There’s no elongated set-up; no cliché-ridden soliloquies: The Defence opens with a gun pressed to Eddie’s spine, and his forced induction into crime boss Olek Volchek’s legal team. No sooner has Eddie been pulled off the street, he’s strapped to a bomb and informed his daughter has been kidnapped, and will be killed unless he completes his mission. But Eddie’s job isn’t what you’d expect: to absolve Volchek of his crimes through legal means. Instead he is to act as a suicide bomber, and eliminate the mysterious witness who instigated the trial.

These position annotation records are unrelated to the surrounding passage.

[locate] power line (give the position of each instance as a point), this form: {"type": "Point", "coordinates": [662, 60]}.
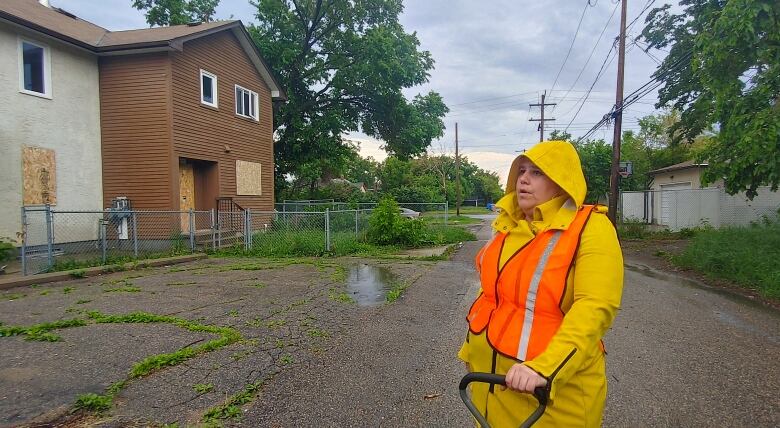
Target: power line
{"type": "Point", "coordinates": [582, 70]}
{"type": "Point", "coordinates": [640, 92]}
{"type": "Point", "coordinates": [566, 58]}
{"type": "Point", "coordinates": [598, 76]}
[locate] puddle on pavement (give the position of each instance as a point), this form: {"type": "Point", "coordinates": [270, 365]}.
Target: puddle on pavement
{"type": "Point", "coordinates": [367, 284]}
{"type": "Point", "coordinates": [690, 283]}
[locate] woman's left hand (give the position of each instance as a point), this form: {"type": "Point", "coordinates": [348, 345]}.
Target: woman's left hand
{"type": "Point", "coordinates": [523, 379]}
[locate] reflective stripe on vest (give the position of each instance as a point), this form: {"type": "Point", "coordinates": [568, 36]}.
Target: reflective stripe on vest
{"type": "Point", "coordinates": [520, 302]}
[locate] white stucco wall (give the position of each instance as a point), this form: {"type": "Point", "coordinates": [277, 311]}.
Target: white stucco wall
{"type": "Point", "coordinates": [68, 123]}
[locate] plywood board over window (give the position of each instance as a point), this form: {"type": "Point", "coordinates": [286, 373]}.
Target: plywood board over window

It’s a fantastic setup, and the ensuing pages involve some wonderfully scripted back-and-forth’s between prosecution and defence, peppered with legal jargon (but streamlined, thankfully, for the sake of the narrative) as well as some pulse-pounding action scenes, and moments thick with tension – particularly as the stakes ramp up towards the novel’s end. Double-crosses abound on both sides – Volchek’s scheme may not be as fool-proof as he’d thought, and the men Eddie labels as allies may not be the knights in shining armour he’d hoped.
My issues are few, but glaring. One is a distinct lack of a strong female lead – this is very much a man’s novel, with sparing use of the opposite sex, which didn’t bother me until after-the-fact; I was to focused during my initial read-through to notice the absence. Then there’s Eddie’s history, which is detailed far too extensively for my liking, leaving me wondering whether there’s new territory for Cavanagh to mine in a potential sequel. The novel dips into Eddie’s past, how he became a con man, then a lawyer, and the case that drove him to alcoholism. These interludes – paragraphs rather than pages in length – are fascinating, but I wonder if they deserve elongating in a sequel, or heck, even a prequel. I’m a huge admirer of Lee Child’s decision to shine the spotlight on Reacher’s past in specific novels – The Enemy, set during his military police days, is one of the finest in the series.
But these points don’t detract from my overall enjoyment of The Defence. It made for a fantastic summer-read, hours lost as the pages turned freely. Steve Cavanagh and Eddie Flynn are names to keep an eye out for. I’ll be around for the next one. Guaranteed.